In the numeric case, I could then simply "distribute" a Sort over these lists of lists to sort by the ArcTan function. Perhaps if I were more adept at pure functions, this could still be done in a single step, I'm not sure. Nonetheless, it can be done by simply sorting each sublist individually, which is fine for my purpose.
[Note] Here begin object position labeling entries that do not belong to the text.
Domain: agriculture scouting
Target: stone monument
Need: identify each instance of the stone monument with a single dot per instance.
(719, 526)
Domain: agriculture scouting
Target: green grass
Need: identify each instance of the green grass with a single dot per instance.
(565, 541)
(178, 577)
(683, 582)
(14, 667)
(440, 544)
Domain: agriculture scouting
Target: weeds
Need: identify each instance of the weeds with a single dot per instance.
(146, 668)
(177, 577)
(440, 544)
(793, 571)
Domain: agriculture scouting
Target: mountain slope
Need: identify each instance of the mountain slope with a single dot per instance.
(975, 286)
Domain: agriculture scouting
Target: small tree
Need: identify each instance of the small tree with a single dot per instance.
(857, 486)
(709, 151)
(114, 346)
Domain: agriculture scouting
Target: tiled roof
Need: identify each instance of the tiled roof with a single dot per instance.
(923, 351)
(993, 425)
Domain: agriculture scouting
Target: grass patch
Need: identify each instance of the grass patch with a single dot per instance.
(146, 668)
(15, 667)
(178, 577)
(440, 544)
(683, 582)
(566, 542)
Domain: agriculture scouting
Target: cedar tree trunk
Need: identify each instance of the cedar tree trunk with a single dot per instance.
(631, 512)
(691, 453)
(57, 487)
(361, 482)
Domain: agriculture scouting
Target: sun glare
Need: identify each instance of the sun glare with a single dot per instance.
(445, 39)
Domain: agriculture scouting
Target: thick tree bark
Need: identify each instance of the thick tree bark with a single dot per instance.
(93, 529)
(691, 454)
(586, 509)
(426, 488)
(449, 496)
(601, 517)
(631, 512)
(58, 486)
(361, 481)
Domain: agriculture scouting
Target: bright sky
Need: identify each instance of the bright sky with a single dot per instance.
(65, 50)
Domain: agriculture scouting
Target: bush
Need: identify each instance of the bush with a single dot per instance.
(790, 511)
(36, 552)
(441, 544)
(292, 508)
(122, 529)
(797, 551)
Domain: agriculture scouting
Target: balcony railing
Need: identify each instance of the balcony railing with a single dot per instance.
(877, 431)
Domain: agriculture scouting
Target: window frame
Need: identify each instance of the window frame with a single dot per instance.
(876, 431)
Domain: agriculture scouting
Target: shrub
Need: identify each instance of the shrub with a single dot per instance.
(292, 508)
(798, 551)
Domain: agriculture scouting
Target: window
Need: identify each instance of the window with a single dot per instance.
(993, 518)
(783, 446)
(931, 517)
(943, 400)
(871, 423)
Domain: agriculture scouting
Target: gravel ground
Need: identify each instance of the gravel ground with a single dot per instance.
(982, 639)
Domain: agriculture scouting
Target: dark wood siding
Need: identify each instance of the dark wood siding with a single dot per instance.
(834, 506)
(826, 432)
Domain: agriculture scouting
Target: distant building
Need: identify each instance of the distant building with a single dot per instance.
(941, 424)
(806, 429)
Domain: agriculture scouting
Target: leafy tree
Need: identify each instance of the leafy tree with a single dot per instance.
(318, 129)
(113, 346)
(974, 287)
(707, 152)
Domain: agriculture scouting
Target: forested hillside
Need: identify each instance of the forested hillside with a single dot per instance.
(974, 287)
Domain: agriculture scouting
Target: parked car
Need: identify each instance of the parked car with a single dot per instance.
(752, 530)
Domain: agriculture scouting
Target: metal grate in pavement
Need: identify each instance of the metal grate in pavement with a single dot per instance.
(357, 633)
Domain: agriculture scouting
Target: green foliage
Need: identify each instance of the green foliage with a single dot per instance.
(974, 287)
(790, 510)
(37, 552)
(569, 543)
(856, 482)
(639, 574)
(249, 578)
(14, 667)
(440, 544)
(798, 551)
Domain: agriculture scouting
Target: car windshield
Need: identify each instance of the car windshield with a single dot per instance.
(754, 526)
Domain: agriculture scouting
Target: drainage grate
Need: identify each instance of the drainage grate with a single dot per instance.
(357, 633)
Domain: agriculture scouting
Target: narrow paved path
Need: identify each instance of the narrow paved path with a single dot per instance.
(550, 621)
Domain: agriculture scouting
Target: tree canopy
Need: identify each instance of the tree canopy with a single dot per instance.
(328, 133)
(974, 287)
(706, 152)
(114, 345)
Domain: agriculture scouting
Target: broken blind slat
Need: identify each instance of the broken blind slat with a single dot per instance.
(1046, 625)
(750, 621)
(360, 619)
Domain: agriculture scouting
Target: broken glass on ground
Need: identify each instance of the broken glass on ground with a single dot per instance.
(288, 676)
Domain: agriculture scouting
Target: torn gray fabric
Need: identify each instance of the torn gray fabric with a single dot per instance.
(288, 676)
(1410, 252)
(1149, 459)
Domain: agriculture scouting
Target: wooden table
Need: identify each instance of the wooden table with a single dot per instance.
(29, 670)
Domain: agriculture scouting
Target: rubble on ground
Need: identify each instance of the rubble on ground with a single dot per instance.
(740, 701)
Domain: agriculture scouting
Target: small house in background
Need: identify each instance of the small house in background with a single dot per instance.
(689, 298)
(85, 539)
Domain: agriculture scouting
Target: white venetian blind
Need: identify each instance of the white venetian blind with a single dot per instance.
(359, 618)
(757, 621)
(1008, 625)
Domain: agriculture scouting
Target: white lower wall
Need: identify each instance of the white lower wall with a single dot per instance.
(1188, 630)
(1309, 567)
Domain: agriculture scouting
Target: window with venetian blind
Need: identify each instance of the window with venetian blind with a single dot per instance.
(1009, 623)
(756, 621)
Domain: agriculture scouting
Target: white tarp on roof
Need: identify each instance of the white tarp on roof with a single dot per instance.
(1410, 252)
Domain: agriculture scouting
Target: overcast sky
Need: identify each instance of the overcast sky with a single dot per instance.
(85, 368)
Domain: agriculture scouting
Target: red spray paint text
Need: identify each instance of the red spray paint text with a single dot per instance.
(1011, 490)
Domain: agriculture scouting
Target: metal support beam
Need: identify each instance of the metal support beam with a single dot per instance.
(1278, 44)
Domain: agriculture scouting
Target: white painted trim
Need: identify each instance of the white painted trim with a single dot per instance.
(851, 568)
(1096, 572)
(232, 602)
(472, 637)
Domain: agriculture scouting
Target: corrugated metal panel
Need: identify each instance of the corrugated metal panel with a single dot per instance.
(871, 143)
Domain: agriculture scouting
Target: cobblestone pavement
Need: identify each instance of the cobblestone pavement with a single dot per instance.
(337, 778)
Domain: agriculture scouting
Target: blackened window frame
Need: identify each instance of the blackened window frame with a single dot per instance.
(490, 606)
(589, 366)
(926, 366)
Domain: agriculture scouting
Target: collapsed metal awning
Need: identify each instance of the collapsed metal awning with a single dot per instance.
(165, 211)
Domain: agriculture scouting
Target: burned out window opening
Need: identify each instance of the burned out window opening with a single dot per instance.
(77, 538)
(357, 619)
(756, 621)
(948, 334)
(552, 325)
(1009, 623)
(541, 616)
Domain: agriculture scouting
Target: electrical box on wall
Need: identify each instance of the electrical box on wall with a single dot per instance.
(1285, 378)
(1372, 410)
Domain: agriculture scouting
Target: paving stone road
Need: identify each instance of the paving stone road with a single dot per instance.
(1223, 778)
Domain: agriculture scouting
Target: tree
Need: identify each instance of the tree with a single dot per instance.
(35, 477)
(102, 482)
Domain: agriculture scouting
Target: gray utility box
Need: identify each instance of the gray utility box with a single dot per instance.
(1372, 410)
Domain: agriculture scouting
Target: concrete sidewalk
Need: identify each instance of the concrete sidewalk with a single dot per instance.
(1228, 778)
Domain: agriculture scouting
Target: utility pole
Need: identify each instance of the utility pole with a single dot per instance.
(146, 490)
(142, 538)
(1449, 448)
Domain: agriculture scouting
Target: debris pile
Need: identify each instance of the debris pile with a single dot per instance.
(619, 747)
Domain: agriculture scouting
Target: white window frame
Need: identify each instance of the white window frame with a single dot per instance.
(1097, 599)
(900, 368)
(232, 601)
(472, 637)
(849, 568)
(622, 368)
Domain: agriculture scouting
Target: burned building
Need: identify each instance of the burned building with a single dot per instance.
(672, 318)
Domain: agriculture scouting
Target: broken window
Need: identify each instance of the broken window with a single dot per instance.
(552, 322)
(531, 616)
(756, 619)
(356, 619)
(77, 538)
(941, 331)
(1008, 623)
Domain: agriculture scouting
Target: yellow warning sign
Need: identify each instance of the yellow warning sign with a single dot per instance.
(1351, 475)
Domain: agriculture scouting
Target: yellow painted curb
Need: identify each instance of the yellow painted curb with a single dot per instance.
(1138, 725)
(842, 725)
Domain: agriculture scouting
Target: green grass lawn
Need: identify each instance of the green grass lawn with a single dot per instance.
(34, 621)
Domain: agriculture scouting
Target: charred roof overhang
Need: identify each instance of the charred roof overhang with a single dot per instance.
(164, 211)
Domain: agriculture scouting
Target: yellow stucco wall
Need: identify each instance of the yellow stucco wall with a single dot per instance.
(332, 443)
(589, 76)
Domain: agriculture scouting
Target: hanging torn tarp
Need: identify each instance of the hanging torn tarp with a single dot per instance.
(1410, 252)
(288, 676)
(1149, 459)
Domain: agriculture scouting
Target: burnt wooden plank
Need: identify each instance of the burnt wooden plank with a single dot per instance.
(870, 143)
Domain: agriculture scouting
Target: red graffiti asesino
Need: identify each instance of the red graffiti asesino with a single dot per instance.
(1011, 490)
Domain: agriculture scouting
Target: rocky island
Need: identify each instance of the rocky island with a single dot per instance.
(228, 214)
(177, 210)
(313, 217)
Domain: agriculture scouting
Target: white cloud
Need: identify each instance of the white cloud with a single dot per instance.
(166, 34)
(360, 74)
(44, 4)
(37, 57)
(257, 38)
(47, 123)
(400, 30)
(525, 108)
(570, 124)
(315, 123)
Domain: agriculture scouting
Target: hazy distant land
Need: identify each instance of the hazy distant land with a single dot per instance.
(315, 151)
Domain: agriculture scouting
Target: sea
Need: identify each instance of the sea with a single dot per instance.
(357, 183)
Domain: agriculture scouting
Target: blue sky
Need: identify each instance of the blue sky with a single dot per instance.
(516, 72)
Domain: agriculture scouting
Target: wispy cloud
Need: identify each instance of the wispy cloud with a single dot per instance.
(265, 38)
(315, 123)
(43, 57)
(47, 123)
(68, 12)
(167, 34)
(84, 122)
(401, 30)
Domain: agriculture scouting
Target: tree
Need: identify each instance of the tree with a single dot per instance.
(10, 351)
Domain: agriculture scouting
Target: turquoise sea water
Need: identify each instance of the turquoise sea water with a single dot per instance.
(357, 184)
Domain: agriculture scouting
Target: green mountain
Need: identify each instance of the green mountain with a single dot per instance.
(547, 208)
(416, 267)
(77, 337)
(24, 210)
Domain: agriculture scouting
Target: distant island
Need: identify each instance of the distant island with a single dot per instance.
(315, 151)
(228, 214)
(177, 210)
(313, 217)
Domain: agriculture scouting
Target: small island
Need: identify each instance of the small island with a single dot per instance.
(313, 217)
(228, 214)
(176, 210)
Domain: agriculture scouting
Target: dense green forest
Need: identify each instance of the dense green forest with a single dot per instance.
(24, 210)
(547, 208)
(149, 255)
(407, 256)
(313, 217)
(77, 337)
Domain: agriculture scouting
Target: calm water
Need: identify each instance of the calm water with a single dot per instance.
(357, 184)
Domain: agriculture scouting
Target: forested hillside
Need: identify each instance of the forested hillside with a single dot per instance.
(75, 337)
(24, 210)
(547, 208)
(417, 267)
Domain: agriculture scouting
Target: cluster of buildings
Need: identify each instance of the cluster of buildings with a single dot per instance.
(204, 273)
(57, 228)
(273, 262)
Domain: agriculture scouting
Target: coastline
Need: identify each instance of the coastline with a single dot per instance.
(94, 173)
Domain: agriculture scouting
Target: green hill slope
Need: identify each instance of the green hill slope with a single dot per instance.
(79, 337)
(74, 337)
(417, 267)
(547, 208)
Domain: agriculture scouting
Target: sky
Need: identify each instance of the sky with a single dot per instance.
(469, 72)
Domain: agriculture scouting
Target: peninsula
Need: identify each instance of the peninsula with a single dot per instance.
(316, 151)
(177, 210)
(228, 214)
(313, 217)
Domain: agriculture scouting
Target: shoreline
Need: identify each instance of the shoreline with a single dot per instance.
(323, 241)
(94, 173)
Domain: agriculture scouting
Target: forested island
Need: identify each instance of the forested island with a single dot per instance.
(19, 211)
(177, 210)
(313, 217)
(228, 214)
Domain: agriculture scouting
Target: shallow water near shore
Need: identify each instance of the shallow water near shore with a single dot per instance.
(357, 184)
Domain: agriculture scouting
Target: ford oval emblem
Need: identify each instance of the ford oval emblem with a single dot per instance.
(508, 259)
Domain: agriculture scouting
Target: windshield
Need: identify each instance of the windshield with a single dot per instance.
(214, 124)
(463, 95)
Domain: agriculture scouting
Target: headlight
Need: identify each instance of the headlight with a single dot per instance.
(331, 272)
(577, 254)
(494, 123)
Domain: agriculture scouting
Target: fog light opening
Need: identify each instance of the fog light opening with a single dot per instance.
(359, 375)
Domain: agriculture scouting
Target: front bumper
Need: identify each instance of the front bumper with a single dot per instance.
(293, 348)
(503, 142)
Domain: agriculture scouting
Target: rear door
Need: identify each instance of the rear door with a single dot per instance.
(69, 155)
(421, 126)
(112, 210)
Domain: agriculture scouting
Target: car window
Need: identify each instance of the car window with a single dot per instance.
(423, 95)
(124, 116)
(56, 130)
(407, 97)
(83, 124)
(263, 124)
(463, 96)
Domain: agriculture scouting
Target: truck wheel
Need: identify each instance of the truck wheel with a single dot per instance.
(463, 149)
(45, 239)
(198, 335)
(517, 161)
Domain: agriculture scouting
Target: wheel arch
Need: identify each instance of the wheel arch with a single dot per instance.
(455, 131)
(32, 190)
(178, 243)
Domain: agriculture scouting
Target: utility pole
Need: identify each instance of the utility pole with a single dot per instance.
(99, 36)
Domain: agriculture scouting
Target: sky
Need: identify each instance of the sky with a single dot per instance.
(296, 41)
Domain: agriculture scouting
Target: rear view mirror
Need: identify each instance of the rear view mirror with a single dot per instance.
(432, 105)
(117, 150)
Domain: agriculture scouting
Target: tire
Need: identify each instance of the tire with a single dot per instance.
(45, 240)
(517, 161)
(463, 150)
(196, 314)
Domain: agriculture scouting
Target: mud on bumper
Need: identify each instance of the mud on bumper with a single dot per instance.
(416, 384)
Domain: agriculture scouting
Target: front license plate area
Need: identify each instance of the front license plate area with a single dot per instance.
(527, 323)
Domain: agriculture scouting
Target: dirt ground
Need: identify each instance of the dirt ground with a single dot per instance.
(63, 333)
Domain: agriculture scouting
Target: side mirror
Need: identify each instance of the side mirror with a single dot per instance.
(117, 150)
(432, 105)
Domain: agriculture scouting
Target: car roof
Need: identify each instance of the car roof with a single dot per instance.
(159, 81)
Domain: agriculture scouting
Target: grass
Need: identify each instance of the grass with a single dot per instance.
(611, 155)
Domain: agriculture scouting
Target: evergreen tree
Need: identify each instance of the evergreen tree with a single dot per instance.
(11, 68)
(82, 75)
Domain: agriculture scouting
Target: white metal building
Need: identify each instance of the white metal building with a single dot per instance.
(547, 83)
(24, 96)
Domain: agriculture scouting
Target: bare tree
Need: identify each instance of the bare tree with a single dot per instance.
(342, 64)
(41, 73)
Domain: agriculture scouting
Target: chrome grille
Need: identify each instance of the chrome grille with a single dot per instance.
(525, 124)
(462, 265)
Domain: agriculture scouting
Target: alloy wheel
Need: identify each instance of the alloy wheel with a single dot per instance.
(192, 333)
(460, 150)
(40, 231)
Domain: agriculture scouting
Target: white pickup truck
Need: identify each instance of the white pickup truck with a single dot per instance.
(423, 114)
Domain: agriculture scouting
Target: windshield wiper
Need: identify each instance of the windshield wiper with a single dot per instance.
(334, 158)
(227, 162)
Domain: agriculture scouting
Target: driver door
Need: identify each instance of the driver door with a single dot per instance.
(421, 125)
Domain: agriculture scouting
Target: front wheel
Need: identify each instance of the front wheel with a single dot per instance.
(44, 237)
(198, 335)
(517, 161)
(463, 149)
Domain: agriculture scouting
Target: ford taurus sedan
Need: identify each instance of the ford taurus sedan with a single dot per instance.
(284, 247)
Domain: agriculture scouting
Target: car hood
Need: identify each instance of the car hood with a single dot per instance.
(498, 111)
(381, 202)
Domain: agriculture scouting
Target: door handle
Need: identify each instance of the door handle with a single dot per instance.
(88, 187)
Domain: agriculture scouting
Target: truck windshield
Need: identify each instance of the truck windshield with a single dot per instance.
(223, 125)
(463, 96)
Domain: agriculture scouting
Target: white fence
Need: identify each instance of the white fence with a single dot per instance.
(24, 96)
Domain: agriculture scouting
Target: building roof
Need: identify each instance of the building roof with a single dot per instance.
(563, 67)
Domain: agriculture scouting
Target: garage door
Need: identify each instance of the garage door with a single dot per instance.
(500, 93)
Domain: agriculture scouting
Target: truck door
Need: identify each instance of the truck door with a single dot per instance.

With that, should anyone come along and care to see it, here is a fully functional solution to my original post

Block[{order = 4, rings, splitrings, stars, q1, q2, q3}, rings[0] = {0}; stars[0, 0] = rings[0]; rings[1] = {q1, q2, q3}; Do[rings[r] = Complement[
Flatten[Table[rings[r - 1][[s]] + (-1)^(r - 1) Boole[σ ==1] q1 +(-1)^(r - 1) Boole[σ ==2] q2 + (-1)^(r - 1) Boole[σ == 3] q3, {s, 1,Length[rings[r - 1]]}, {σ, 1, 3}], 1], 
rings[r - 2]], {r, 2, order}]; Do[splitrings[r] = GatherBy[   Sort[rings[r], Lmag@Coefficient[#1, {q1, q2, q3}] < 
   Lmag@Coefficient[#2, {q1, q2, q3}] &], 
Lmag@Coefficient[#, {q1, q2, q3}] &], {r, 1, order}]; Do[stars[r, s] =    Sort[splitrings[r][[s]], Lφ@Coefficient[#1, {q1, q2, q3}] < 
  Lφ@Coefficient[#2, {q1, q2, q3}] &], {r, 1, order}, {s, 1, Length@splitrings[r]}]]

Answer 2

In your statement

However, if I replace the body of this MWE (starting with Column) with something like

Gather[rings[3], Lmag@Coefficient[rings[3][[#1]], {q1, q2, q3}] &];

I see a problem with the syntax. I replaced it with

Gather[rings[3], Lmag@Coefficient[#1, {q1, q2, q3}] < Lmag@Coefficient[#2, {q1, q2, q3}] &]

and got an answer.

Block[
 {order = 15, rings, stars, q1, q2, q3},
 rings[0] = {0};
 stars[0, 0] = rings[0];
 rings[1] = {q1, q2, q3};

 Do[rings[r] = Complement[
    Flatten[
     Table[
      rings[r - 1][[s]] + (-1)^(r - 1) Boole[σ == 
          1] q1 + (-1)^(r - 1) Boole[σ == 
          2] q2 + (-1)^(r - 1) Boole[σ == 3] q3,
      {s, 1, Length[rings[r - 1]]}, {σ, 1, 3}],
     1],
    rings[r - 2]
    ],
  {r, 2, order}
  ];

 Gather[rings[3], 
  Lmag@Coefficient[#1, {q1, q2, q3}] < 
    Lmag@Coefficient[#2, {q1, q2, q3}] &]
 ]

with no errors

{{2 q1 - q2}, {-q1 + 2 q2}, {2 q1 - q3}, {q1 + q2 - q3, 
  2 q2 - q3, -q1 + 2 q3, -q2 + 2 q3}, {q1 - q2 + q3}, {-q1 + q2 + q3}}

I don't know enough about the problem to know whether the answer is correct but hopefully this should get your pointed in the right direction.